Furthermore, metalloporphyrins are cross-responsive dyes, showing
responses to a large variety of different magnitudes and kinetics
of color change.
[0029] A Lewis acid/base dye is defined as a dye which has been
identified for its ability to interact with analytes by
acceptor-donor sharing of a pair of electrons from the analyte.
This results in a change in color and/or intensity of color that
indicates the presence of the analyte. Lewis acid/base dyes include
metal ion-containing or three-coordinate boron-containing dyes.
Exemplary Lewis acid/base dyes include, but are not limited to,
metal ion-containing porphyrins (i.e., metalloporphyrins), salen
complexes, chlorins, bispocket porphyrins, and phthalocyanines.

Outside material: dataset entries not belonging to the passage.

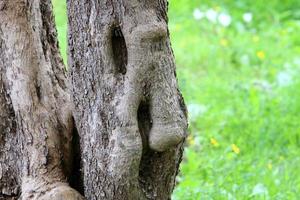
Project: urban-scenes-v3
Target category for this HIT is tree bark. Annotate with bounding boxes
[0,0,187,200]
[0,0,81,200]
[67,0,187,200]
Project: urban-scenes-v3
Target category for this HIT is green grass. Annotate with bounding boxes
[54,0,300,200]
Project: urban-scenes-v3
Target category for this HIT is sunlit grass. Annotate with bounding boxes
[54,0,300,200]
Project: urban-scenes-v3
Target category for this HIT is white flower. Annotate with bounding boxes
[218,13,231,27]
[243,12,253,23]
[193,8,205,20]
[205,9,218,23]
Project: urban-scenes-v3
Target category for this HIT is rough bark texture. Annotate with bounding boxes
[67,0,187,200]
[0,0,81,200]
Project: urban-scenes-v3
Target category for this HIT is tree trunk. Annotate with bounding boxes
[0,0,187,200]
[0,0,81,200]
[67,0,187,200]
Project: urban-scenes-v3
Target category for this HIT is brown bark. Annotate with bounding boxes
[0,0,80,200]
[0,0,187,200]
[68,0,187,200]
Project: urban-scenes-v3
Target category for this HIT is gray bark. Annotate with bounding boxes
[0,0,80,200]
[68,0,187,200]
[0,0,187,200]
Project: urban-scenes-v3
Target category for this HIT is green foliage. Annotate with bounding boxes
[54,0,300,200]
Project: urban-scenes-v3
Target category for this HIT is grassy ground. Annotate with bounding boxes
[54,0,300,200]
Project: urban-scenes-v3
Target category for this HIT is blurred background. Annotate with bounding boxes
[53,0,300,200]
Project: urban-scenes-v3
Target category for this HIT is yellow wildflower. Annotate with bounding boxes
[279,156,284,161]
[256,51,266,60]
[231,144,240,154]
[187,135,195,145]
[220,38,228,47]
[210,138,219,147]
[268,162,273,170]
[252,35,260,43]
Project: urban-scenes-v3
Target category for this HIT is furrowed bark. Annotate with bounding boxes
[67,0,187,200]
[0,0,81,200]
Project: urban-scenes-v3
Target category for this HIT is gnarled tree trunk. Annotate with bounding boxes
[0,0,80,200]
[0,0,187,200]
[68,0,187,200]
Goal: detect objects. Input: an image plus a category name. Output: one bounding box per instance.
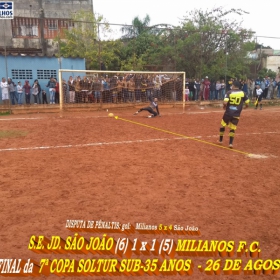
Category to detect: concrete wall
[266,56,280,73]
[0,0,93,55]
[0,55,86,104]
[14,0,93,18]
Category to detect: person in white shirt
[1,77,9,105]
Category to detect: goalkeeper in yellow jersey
[218,81,249,148]
[134,98,160,118]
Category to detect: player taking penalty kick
[134,98,160,118]
[218,81,249,148]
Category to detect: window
[12,17,39,37]
[12,69,33,80]
[48,20,58,30]
[37,70,56,80]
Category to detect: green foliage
[56,10,120,70]
[57,7,255,76]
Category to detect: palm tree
[121,15,151,39]
[121,15,172,39]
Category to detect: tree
[120,15,172,70]
[56,11,120,70]
[177,7,253,79]
[258,68,277,79]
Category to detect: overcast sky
[93,0,280,50]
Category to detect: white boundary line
[0,108,280,121]
[0,137,184,152]
[0,131,280,152]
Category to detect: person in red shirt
[203,76,210,100]
[54,79,59,104]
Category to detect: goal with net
[59,69,185,110]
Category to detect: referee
[134,98,160,118]
[218,81,249,149]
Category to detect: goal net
[59,69,185,109]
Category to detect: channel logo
[0,2,14,19]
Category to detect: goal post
[58,69,186,111]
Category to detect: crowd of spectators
[185,76,280,101]
[1,72,280,105]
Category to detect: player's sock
[229,129,235,148]
[219,127,225,143]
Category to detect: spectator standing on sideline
[32,79,41,104]
[67,76,75,103]
[8,78,18,105]
[17,81,23,105]
[210,80,216,100]
[33,79,42,104]
[267,79,273,99]
[47,77,55,104]
[22,80,31,105]
[32,82,39,105]
[277,80,280,98]
[255,85,263,110]
[1,77,9,105]
[8,78,18,105]
[203,76,210,100]
[54,79,59,104]
[194,79,200,100]
[219,80,226,100]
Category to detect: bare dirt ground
[0,106,280,279]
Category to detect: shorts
[2,92,9,100]
[221,114,239,130]
[257,94,263,102]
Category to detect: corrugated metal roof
[0,53,84,58]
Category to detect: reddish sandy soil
[0,107,280,279]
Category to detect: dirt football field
[0,106,280,280]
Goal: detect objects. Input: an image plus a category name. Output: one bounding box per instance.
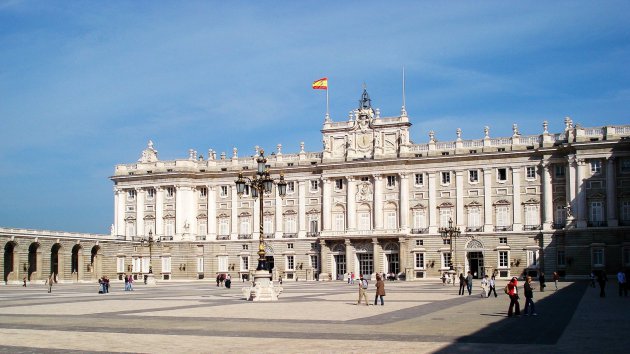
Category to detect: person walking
[523,275,538,316]
[597,270,608,297]
[374,274,385,306]
[553,272,564,290]
[457,273,466,295]
[538,272,547,291]
[357,274,369,306]
[617,269,628,296]
[507,277,521,317]
[488,274,497,297]
[45,273,55,293]
[466,271,472,296]
[481,274,490,297]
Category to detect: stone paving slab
[0,281,630,354]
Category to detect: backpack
[361,279,368,289]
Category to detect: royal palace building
[0,90,630,282]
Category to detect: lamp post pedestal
[145,273,157,286]
[243,269,282,302]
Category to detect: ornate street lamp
[140,230,160,285]
[440,218,461,285]
[235,149,287,271]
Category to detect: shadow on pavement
[436,282,587,353]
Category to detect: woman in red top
[507,277,521,317]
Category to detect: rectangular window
[442,172,451,184]
[162,256,171,273]
[334,213,346,231]
[592,248,604,267]
[440,208,453,227]
[497,168,507,182]
[468,207,481,228]
[588,202,604,223]
[526,166,536,179]
[287,256,295,270]
[387,176,396,188]
[554,164,565,178]
[197,256,203,273]
[620,200,630,222]
[499,251,509,268]
[442,252,453,269]
[590,160,602,175]
[414,173,424,186]
[556,251,567,267]
[414,253,424,269]
[116,257,126,273]
[219,218,230,236]
[385,210,398,230]
[263,216,273,235]
[497,206,510,226]
[468,170,479,183]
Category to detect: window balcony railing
[523,225,541,231]
[411,227,429,234]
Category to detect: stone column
[483,168,494,232]
[322,177,332,231]
[428,172,438,233]
[512,167,523,231]
[374,175,383,230]
[372,237,385,280]
[136,188,148,236]
[153,187,164,236]
[230,183,238,240]
[298,181,308,237]
[398,173,409,232]
[542,161,553,230]
[455,171,466,227]
[575,159,587,228]
[344,239,358,279]
[274,188,284,237]
[606,156,619,227]
[208,185,217,240]
[346,176,357,231]
[114,188,126,236]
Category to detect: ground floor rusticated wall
[0,228,630,284]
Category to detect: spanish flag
[313,77,328,90]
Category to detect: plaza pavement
[0,277,630,354]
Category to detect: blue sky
[0,0,630,233]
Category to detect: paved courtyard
[0,280,630,353]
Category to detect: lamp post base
[243,270,282,301]
[145,273,157,286]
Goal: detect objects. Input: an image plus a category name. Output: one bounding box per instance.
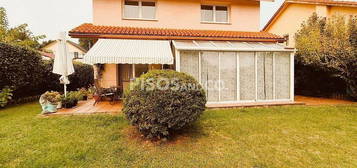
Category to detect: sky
[0,0,284,40]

[0030] A Bronsted acid dye of the present invention is a pH
indicator dye which changes color in response to changes in the
proton (Bronsted) acidity or basicity of the environment. For
example, Bronsted acid dyes are, in general, non-metalated dyes
that are proton donors which can change color by donating a proton
to a Bronsted base (i.e., a proton acceptor). Bronsted acid dyes
include, but are not limited to, protonated, but non-metalated,
porphyrins, chlorins, bispocket porphyrins, phthalocyanines, and
related polypyrrolic dyes. Polypyrrolic dyes, when protonated, are
in general pH-sensitive dyes (i.e., pH indicator or acid-base
indicator dyes that change color upon exposure to acids or bases)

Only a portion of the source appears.